5-7. “Bizi dosdoğru yola eriştir; kendilerine nimet verdiklerinin yoluna. Gazaba uğramışların ve sapmışların yoluna değil.”

«Dosdoğru yol», İslâm yoludur. O’nun bize öğrettiği; bizi cennete ve Allâh’a götüren yoldur. Bu yolun yolcuları peygamberler, sıddîklar (özleri, sözleri ve işleri son derece doğru ve dürüst insanlar), şehidler (canlarını Allah yolunda feda edenler) ve sâlihler (îman ve güzel amelleriyle cennete girmeye salâhiyetli/elverişli olan kimseler)dir. O dosdoğru yola girebilmek ve o yolda yürüyebilmek için senin bu seçkin insanlarla beraber olman, onların izini takip etmen ve onların hâliyle hâllenmen gerekir. İşte: “Ey îman edenler! Allah’tan korkun ve sâdıklarla (dürüst ve samimî mü’minlerle) beraber olun.” (Tevbe 9/119) âyeti sana bu vazifeni hatırlatmaktadır.

«Gazaba uğrayanlar», Allâh’ın emrini tutmayan, yasaklarını çiğneyen ve O’na isyan edenlerdir.

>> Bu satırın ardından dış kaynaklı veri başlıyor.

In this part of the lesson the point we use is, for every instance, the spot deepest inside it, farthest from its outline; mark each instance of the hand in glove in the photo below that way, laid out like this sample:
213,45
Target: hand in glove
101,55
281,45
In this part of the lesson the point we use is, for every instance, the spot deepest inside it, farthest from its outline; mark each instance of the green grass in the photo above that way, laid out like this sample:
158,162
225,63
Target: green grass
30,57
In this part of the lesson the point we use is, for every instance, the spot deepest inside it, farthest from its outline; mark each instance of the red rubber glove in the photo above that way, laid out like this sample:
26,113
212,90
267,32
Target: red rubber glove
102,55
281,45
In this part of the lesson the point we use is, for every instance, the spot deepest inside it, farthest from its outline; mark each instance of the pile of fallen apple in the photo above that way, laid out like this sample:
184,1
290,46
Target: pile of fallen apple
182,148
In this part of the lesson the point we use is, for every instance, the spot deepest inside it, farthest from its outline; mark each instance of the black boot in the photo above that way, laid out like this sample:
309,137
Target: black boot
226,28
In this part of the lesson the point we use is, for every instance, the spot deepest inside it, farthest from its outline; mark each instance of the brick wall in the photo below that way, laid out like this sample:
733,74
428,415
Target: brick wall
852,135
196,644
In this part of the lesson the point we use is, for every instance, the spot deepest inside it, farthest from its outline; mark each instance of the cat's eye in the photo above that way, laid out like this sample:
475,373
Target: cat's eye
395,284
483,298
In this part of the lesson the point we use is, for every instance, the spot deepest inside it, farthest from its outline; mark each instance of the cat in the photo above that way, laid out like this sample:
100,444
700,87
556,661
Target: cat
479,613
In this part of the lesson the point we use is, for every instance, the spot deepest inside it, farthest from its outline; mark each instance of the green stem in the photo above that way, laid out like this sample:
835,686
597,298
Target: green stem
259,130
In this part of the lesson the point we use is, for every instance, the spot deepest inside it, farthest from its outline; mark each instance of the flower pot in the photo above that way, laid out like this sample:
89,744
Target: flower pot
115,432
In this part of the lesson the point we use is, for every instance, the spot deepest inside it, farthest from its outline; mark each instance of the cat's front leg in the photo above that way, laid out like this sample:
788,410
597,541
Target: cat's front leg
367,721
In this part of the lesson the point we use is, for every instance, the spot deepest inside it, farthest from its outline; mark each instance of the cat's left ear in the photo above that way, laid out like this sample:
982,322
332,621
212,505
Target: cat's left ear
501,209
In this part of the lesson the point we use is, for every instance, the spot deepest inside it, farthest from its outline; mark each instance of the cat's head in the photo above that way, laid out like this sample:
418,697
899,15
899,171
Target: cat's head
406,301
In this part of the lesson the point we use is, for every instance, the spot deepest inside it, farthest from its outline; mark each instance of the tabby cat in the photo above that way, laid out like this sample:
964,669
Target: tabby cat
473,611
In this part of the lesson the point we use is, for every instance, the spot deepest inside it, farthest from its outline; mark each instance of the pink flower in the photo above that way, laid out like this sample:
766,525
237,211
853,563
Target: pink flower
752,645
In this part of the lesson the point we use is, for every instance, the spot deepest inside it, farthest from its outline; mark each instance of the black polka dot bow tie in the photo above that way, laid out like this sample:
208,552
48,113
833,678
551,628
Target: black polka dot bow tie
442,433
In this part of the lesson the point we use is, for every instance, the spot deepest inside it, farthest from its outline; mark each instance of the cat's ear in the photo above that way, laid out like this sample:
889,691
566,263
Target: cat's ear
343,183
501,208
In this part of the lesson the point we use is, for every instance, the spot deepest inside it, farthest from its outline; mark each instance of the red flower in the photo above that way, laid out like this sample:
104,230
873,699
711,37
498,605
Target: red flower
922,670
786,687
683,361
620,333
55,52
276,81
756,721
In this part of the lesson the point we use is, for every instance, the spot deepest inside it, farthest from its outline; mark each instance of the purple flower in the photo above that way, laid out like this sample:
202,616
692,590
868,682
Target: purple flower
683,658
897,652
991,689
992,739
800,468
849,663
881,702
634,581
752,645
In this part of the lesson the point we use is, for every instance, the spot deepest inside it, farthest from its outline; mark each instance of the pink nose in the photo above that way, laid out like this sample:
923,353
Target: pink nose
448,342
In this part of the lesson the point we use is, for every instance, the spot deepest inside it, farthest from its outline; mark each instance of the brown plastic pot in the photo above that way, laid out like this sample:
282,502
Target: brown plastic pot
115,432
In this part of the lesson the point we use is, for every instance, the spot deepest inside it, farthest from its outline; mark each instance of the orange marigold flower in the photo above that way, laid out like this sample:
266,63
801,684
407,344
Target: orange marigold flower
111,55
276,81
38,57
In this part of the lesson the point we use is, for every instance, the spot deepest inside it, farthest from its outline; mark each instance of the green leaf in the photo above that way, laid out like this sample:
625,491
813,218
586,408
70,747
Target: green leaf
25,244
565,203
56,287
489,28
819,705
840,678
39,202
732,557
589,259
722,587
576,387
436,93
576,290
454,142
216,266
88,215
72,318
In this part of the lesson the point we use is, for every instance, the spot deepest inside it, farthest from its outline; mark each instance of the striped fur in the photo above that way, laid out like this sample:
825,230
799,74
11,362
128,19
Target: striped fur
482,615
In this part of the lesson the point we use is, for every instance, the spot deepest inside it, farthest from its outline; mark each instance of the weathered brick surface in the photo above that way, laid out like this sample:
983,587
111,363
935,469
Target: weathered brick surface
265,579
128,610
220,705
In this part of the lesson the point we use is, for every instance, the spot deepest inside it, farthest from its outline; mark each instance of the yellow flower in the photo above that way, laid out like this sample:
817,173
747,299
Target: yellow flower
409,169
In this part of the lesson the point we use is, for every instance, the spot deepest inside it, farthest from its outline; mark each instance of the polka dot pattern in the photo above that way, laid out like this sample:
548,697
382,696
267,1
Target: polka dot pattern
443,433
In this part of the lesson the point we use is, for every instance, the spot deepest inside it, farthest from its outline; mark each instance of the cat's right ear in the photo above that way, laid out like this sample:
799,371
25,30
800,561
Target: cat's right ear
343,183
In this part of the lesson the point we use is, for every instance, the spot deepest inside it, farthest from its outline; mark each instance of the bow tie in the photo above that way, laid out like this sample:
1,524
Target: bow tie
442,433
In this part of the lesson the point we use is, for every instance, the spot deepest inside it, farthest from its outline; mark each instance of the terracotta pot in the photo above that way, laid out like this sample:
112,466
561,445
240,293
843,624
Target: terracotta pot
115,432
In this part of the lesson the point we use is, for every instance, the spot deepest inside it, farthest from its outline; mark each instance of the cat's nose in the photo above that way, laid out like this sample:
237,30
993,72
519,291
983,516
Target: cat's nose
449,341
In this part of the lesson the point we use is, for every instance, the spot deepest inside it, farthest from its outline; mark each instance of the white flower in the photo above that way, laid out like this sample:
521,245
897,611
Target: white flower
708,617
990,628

Kur’ân’da bunların tipik örneği Yahudilerdir.

«Sapmışlar» ise Allâh’ın gösterdiği doğru yolu terk edip, yanlış yollara sapanlardır. Bunların da tipik örneği Hıristiyanlardır. Onların yollarına düşmemek için de dikkat edecek ve Allâh’a yalvaracaksın.

Her rekâtta Fâtiha’yı okurken kısaca bu mânâları hatırla, bunlar üzerinde düşün. Fâtiha merkezli bir kulluk şuuruna ermeye çalış. Namazlarını da mümkün mertebe meşhur velî Hâtim-i Esamm gibi kılmaya gayret göster. O namaz kılışını şöyle anlatır:

“Namaz vakti yaklaşınca güzelce abdest alırım. Sonra namaz kılacağım yere gelirim, dikilirim, her uzvum karar ve sükûnet bulur. Kâbe’yi iki kaşımın arasında, Makām-ı İbrâhîm’i göğsümde, Allah Teâlâ’yı üzerimde ve kalbimdeki her şeyi de bilir kabul ederim. Sanki ayaklarım sıratın üstündedir. Sağımda cennet, solumda cehennem, arkamda ölüm meleği vardır. Kıldığım bu namazı son namazım sayarım. İhsan duygusuyla tekbir alır, tefekkürle sûreleri okur, tevâzu ile rükûa varır, tazarrû ile secde ederim. Kemal ile oturur, ümit hâliyle teşehhüdde bulunur, sünnet üzre selâm veririm. Namazdan sonra korku ile ümit arasında bulunurum. Namazı böyle kılmaya devam için sabretmeye söz veririm.”